I have a dataset like this
id | january | february | march | april |
---|---|---|---|---|
1 | scheduled | done | null | done |
2 | scheduled | scheduled | done | |
3 | ongoing | canceled | scheduled |
I desire to transform this dataset in a matrix like this in output, where each cell are the occurrences of the exact intersection (keeping Null Values).
event | january | february | march | april |
---|---|---|---|---|
scheduled | 2 | 1 | 1 | 0 |
done | 0 | 1 | 1 | 1 |
ongoing | 1 | 0 | 0 | 0 |
null | 0 | 0 | 0 | 2 |
What you want cannot be done with pivot
because your dataset is not in the standard structure.

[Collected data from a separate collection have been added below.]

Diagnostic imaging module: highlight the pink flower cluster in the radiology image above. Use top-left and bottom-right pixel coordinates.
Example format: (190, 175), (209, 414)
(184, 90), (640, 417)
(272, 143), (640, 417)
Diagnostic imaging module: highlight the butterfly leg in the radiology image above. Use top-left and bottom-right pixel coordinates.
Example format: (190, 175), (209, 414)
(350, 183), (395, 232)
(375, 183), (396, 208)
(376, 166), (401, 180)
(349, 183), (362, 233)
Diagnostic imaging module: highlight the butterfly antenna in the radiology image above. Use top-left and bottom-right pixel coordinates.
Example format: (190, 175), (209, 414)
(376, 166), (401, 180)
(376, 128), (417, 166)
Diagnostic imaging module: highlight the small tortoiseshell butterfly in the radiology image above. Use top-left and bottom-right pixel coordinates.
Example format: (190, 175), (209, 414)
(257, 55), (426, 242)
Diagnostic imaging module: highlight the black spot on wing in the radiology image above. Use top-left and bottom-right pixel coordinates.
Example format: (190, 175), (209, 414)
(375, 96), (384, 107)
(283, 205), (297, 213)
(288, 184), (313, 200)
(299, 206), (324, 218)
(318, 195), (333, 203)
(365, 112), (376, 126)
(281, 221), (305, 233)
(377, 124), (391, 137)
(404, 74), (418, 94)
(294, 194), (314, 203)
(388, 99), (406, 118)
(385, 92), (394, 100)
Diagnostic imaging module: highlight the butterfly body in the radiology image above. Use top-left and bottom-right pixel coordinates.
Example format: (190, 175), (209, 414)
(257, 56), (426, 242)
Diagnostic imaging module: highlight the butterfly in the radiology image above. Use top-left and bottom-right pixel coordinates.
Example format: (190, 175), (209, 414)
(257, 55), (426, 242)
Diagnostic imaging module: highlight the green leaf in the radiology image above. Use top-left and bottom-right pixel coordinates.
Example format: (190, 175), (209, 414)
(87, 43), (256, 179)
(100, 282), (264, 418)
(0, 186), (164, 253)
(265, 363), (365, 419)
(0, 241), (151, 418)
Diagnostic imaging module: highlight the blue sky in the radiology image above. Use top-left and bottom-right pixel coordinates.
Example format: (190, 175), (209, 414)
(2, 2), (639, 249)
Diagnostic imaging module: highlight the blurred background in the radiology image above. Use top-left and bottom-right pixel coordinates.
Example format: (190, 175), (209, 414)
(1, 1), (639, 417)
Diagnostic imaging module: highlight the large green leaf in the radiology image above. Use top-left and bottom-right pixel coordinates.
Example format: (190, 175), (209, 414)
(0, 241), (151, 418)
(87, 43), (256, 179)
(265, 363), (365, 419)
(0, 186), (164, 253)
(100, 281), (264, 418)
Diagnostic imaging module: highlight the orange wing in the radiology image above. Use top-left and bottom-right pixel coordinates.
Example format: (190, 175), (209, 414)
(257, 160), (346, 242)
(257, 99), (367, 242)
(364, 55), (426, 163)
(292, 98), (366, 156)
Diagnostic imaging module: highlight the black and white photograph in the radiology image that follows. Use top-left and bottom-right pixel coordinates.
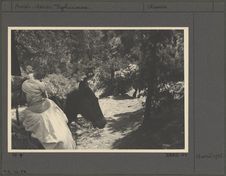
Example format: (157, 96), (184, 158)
(8, 27), (188, 152)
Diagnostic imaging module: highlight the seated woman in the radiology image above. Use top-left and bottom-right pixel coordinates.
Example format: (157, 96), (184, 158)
(20, 79), (76, 149)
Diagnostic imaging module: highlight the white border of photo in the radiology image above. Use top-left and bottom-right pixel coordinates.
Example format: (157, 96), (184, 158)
(8, 27), (189, 153)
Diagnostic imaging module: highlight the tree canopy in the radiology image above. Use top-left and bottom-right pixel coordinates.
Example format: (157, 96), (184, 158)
(12, 29), (184, 124)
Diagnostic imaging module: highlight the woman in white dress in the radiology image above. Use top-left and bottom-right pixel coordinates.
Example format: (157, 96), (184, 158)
(20, 79), (76, 149)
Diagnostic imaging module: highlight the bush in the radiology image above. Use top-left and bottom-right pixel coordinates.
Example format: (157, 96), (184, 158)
(98, 64), (140, 97)
(152, 81), (184, 113)
(42, 74), (78, 99)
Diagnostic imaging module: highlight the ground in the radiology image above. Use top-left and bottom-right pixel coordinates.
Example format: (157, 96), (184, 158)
(11, 90), (184, 150)
(74, 93), (145, 149)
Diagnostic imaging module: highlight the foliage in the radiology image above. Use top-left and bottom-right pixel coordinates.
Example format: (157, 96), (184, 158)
(12, 29), (184, 125)
(112, 64), (139, 95)
(42, 74), (78, 99)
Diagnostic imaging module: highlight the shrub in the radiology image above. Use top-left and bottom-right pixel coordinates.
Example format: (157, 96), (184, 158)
(42, 74), (78, 99)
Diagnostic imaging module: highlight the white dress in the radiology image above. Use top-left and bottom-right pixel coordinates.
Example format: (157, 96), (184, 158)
(21, 99), (76, 149)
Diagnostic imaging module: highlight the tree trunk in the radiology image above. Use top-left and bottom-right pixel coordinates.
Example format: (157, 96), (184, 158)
(11, 31), (21, 76)
(143, 43), (157, 127)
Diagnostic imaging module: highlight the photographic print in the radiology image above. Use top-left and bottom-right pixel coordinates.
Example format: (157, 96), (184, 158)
(8, 27), (188, 152)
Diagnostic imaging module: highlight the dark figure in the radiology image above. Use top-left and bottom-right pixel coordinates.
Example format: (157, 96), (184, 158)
(132, 73), (146, 98)
(64, 79), (107, 129)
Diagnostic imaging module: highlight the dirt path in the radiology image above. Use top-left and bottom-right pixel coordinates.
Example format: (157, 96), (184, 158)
(11, 93), (184, 150)
(11, 93), (145, 149)
(76, 95), (145, 149)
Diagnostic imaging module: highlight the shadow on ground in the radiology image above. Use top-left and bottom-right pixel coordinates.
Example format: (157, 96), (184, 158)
(107, 109), (144, 134)
(112, 94), (135, 100)
(112, 122), (184, 149)
(111, 105), (184, 149)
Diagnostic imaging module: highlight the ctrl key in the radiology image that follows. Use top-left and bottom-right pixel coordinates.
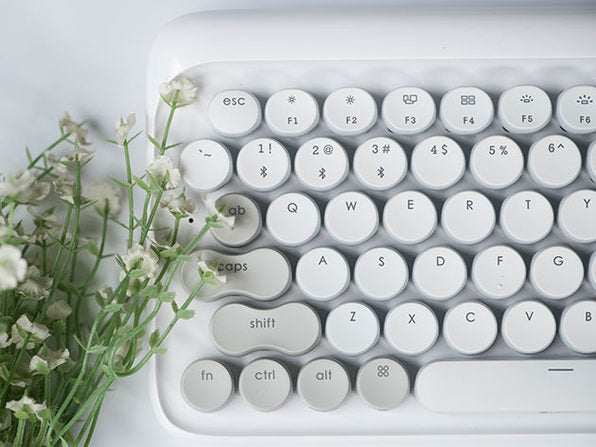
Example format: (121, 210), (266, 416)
(239, 358), (292, 412)
(181, 359), (234, 412)
(297, 358), (350, 411)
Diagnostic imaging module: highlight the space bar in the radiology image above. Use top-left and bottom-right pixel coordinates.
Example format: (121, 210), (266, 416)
(415, 359), (596, 413)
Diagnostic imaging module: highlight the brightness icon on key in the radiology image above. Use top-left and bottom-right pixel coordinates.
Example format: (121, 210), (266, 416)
(577, 94), (593, 105)
(345, 95), (356, 105)
(287, 95), (297, 104)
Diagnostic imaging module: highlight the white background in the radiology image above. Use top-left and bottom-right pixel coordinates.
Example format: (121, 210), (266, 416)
(1, 1), (595, 446)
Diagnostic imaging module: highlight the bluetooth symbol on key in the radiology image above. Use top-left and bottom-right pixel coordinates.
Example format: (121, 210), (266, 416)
(259, 166), (268, 178)
(318, 167), (327, 179)
(377, 166), (385, 178)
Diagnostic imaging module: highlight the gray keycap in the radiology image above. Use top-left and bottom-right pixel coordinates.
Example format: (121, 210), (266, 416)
(181, 248), (291, 301)
(239, 358), (292, 412)
(210, 302), (321, 356)
(180, 359), (234, 412)
(297, 358), (350, 411)
(211, 193), (262, 247)
(356, 357), (410, 411)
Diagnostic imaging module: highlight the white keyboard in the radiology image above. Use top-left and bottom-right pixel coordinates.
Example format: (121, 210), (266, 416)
(147, 8), (596, 442)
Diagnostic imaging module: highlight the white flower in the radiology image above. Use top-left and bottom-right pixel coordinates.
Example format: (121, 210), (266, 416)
(204, 197), (235, 230)
(85, 182), (121, 217)
(17, 266), (53, 300)
(45, 153), (68, 175)
(59, 112), (90, 146)
(29, 348), (69, 374)
(0, 332), (10, 348)
(0, 216), (10, 241)
(159, 77), (198, 107)
(53, 176), (75, 204)
(115, 112), (136, 147)
(0, 245), (27, 291)
(28, 207), (61, 241)
(121, 244), (159, 281)
(46, 300), (72, 321)
(160, 192), (195, 216)
(61, 146), (95, 164)
(147, 155), (181, 190)
(0, 171), (35, 199)
(198, 260), (227, 284)
(6, 395), (47, 421)
(11, 315), (50, 349)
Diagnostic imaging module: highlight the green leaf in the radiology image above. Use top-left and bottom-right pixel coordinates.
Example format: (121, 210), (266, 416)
(133, 176), (150, 192)
(152, 347), (167, 355)
(171, 301), (179, 313)
(149, 329), (160, 348)
(58, 281), (81, 296)
(128, 268), (147, 278)
(108, 176), (130, 189)
(140, 284), (161, 298)
(158, 292), (175, 303)
(147, 134), (161, 151)
(160, 247), (180, 258)
(87, 344), (107, 354)
(36, 361), (51, 376)
(103, 303), (124, 313)
(15, 410), (29, 421)
(176, 309), (195, 320)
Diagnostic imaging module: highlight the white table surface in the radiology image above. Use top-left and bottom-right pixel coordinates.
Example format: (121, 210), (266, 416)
(1, 1), (595, 446)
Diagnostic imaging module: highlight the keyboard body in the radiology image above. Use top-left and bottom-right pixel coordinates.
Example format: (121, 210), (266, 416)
(147, 8), (596, 442)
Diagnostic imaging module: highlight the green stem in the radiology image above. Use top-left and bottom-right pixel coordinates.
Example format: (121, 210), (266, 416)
(27, 132), (71, 170)
(123, 141), (135, 249)
(159, 91), (179, 155)
(14, 418), (26, 447)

According to your dataset provide, for each month column, you use groupby
function to count for the number of occurrences.
Sample data:
df = pd.DataFrame({'id':[1,2,3],
'jan':['schedule', 'schedule', 'ongoing'],
'feb':['done', 'schedule', 'canceled'],
'mar':['null', 'done', 'schedule'],
'apr':['done', np.NaN, np.NaN]})
Output:
temdf = pd.DataFrame()
for i in ['jan', 'feb', 'mar', 'apr']:
tem = df.groupby(f'{i}').size().reset_index().rename(columns={f'{i}':'event', 0:f'{i}'}).set_index('event')
temdf = pd.concat([temdf, tem], axis=1)
temdf.reset_index(inplace=True)
temdf
event jan feb mar apr
0 ongoing 1.0 NaN NaN NaN
1 schedule 2.0 1.0 1.0 NaN
2 canceled NaN 1.0 NaN NaN
3 done NaN 1.0 1.0 1.0
4 null NaN NaN 1.0 NaN